Error(4)=sum( (y-yh).^2 )

yht=h(t);

clf

plot(x,y,'o',t,yht)


% Multiple Linear Regression

% If you have real values Y for data X in R^L rather than R finding the column matrix K and constant c for which Y=K'*X + c minimizes the error is called multiple linear regression. (Recall K'*X is dot product.)

% (In the following the domain data in R^L are listed as rows! We want each row in the domain data matrix we create to correspond to a different data point so we transpose the usual notation for R^L!)

% If you have n explanatory (domain) data points, each listed as a row vector X(1,:),...,X(n,:) of matrix X with n corresponding response function values Ynoisy.
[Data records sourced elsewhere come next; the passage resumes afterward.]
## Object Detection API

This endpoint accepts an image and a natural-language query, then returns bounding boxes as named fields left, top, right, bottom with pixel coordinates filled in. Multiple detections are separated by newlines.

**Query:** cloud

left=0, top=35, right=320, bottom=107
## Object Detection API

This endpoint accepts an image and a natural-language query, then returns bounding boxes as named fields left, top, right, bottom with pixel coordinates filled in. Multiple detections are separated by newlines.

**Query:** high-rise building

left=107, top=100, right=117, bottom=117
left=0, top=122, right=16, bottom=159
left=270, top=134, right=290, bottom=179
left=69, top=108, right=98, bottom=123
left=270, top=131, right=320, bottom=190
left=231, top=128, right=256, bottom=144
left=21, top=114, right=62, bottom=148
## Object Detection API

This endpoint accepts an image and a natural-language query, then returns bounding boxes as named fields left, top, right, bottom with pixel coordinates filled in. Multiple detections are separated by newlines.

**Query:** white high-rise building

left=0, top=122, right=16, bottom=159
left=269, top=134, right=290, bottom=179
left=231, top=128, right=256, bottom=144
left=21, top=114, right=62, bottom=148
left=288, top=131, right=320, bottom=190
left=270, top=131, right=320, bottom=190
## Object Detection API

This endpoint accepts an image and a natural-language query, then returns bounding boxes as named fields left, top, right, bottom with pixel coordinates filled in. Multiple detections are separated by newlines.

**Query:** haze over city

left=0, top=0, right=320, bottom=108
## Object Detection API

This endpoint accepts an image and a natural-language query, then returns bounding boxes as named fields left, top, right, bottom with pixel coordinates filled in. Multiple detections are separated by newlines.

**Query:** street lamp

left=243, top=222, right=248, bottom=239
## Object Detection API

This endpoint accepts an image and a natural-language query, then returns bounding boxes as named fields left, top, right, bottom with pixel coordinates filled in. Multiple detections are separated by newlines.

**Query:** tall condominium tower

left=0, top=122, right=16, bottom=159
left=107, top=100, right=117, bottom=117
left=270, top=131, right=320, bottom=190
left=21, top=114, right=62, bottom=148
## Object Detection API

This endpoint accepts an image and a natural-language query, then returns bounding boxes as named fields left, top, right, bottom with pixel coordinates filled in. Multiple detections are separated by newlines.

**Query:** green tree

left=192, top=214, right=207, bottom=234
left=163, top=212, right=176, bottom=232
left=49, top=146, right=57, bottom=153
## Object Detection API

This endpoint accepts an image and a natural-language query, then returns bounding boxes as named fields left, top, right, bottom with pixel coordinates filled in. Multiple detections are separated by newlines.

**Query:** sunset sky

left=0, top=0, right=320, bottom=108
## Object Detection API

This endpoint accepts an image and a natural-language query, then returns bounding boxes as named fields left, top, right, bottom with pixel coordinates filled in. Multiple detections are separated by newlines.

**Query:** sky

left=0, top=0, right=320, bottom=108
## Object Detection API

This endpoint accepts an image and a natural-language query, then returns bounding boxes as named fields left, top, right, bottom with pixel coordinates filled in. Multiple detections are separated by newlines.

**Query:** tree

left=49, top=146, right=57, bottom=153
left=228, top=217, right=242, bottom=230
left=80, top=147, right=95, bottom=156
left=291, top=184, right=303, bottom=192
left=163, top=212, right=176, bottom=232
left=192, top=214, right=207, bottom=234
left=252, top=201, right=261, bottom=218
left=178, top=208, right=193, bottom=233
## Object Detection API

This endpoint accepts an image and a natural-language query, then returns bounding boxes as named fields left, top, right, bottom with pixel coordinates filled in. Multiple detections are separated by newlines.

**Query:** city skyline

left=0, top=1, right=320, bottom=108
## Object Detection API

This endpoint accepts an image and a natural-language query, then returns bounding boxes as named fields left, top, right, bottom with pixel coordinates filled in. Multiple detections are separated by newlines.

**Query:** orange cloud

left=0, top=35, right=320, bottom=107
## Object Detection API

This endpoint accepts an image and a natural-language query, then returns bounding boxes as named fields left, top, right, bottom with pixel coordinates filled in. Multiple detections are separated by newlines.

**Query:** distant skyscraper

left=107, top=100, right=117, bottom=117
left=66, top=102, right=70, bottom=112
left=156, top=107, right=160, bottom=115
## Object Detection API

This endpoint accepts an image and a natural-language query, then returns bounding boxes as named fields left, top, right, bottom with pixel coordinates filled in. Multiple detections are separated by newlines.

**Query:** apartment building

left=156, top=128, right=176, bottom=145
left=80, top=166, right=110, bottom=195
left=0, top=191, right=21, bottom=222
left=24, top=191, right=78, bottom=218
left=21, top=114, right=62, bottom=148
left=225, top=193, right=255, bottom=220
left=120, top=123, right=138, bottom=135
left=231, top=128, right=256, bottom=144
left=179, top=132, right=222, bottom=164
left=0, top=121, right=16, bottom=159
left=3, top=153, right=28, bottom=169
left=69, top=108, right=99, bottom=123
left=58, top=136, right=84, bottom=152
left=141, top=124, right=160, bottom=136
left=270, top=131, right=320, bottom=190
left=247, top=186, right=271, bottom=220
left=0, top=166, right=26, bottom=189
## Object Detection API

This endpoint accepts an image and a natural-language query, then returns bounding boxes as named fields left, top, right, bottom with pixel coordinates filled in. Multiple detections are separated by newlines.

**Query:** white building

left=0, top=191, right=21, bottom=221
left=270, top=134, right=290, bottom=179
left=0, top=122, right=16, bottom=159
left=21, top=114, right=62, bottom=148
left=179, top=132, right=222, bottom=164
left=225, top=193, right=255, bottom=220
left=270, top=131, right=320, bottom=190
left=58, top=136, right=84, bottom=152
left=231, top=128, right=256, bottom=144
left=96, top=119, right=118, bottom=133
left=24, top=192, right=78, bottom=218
We are trying to find constants K1,...,KL and c so that L1*X(1,:)+...+KL*X(n,:)+c is as close as possible to Ynoisy.

Mfunc=@(w) [ w 1]

% Mfunc produces a 1x(L+1) row vector. Each column before the last is a coordinate of the row vector w.

for j=1:n
M(j,:)=Mfunc(X(j,:));
end

% So M is an nx(L+1) matrix when there are n data points. (Note that with our convention about X, M is just X with a column of ones appended to the right end.)

% We solve

A=M\Ynoisy

% and K is the first L entries of A, constant c is the last entry of A.

% If you insist that the solution should go through the origin (i.e. c=0) just let Mfunc=@(w) w instead of Mfunc=@(w) [ w 1], in which case M=X.

% Example: We find 11 random ordered pairs whose coordinates are in the low hundreds. These are to be the explanatory values, the domain variables.

X=50+100*randn(2,11)';

plot(X(:,1),X(:,2),'o')

w=@(x) (17*x(:,1)-5*x(:,2))

% So this plane will go through the origin.

% We create a column of noisy response variable values:

Ynoisy=w(X)+50*randn(11,1);

clf

plot3(X(:,1),X(:,2),Ynoisy','o')
hold on
grid on

a=X\Ynoisy

% This vector of constants minimizes the squared-error function

fa=@(c) sum(  (Ynoisy-c(1)*X(:,1)-c(2)*X(:,2) ).^2  )

fa(a)

[XT YT]=meshgrid(min(X(:,1)):10:max(X(:,1)),min(X(:,2)):10:max(X(:,2)));

Z=a(1)*XT+a(2)*YT;
 
surf(XT,YT,Z)

% If you don't insist on the through-the-origin condition let

M=[X ones(11,1)]

b=M\Ynoisy

% This b minimizes the squared-error function

fb=@(c) sum(  (Ynoisy-c(1)*X(:,1)-c(2)*X(:,2)-c(3) ).^2  )

fb(b)

% This will usually be slightly smaller but that does NOT necessarily mean a better fit! In fact, the more extraneous arbitrary constants you include the smaller the squared error will likely be. But then you will have extra components in your answer that were not necessarily in the original function. USE ANY KNOWLEDGE YOU MAY HAVE OF THE PARTICULAR FORM OF THE UNDERLYING FUNCTION!